Depuis trente-cinq ans, Éric Ceccarini explore les champs des possibles de la photographie et les sources mouvantes de la lumière naturelle. Ce passionné depuis l’enfance a très vite manifesté son indépendance, installant son laboratoire à domicile, développant ses bobines, réalisant ses propres tirages. Après son diplôme de photographie en poche, à la fin des années 1980, il démarre une première carrière auprès des magazines, des agences de publicité et des marques telles que L’Oréal, Levi’s, Coca-cola ou Chopard. C’est l’époque de l’esthétique léchée de Richard Avedon, Helmut Newton, Guy Bourdin, Irving Penn, qui éveille, nourrit et cultive sa sensibilité. À l’aube de la décennie 2010, ce néo-esthète opère un tournant décisif et conquiert le monde de l’art, interrogeant son propre médium sur l’étude des corps féminins via diverses formes expressives, artistiques et picturales pour en capturer toute l’essence et la sensualité.

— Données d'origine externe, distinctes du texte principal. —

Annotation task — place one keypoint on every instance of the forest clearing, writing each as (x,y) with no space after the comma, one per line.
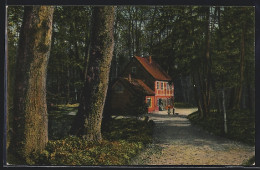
(100,85)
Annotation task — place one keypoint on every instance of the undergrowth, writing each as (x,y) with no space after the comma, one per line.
(240,124)
(122,140)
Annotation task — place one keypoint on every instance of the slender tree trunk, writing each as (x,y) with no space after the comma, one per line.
(239,88)
(30,108)
(224,111)
(89,117)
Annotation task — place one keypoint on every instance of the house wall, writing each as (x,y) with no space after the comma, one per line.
(163,91)
(152,105)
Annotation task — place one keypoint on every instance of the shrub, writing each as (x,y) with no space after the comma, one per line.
(122,140)
(240,124)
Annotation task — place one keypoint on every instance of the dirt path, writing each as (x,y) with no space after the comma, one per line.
(177,142)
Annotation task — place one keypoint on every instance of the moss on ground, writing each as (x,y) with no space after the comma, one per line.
(240,124)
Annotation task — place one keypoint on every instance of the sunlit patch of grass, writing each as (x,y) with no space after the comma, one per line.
(183,105)
(68,105)
(240,124)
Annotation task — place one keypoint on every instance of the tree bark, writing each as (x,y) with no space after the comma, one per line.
(30,108)
(239,88)
(89,117)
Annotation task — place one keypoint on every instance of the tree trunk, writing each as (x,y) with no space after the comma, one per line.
(239,89)
(224,111)
(30,108)
(89,117)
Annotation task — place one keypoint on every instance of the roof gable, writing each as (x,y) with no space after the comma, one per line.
(153,68)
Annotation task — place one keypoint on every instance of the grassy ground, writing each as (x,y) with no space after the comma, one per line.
(183,105)
(240,125)
(123,139)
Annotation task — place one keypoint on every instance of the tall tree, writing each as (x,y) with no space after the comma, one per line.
(30,124)
(89,117)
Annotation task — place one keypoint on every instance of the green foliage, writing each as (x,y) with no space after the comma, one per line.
(129,129)
(122,140)
(182,105)
(249,162)
(240,124)
(76,151)
(136,107)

Le nu photographique comme portrait

Éric Ceccarini est un artisan fidèle à son regard, ses techniques, son procédé de création. Pour ce contemplatif, l’appareil photo se définit comme « un pinceau de peintre » et les femmes représentent « le plus beau des paysages ». Des silhouettes reposantes, des contours qui l’émeuvent : « J’ai commencé à déshabiller mes mannequins après un photoshoot pour une robe de mariée », explique-t-il « Cette femme est venue à moi. Elle avait 28 ans, se sentait belle, au sommet de sa beauté, et avait toujours rêvé de faire du nu. Elle me l’a proposé car elle se sentait à l’aise et en confiance. Avec la lumière naturelle, le noir et blanc et ce magnifique corps métis, j’ai créé des images qui correspondaient à ce que je voulais exprimer, voir et ressentir. Le noir et blanc amène une dimension nettement plus artistique, moins sexualisée, moins sexuelle. ». Cette première photographie de nu fut ainsi le marqueur d’un début de carrière dévoué à l’une des plus grandes obsessions de l’art et de la photographie.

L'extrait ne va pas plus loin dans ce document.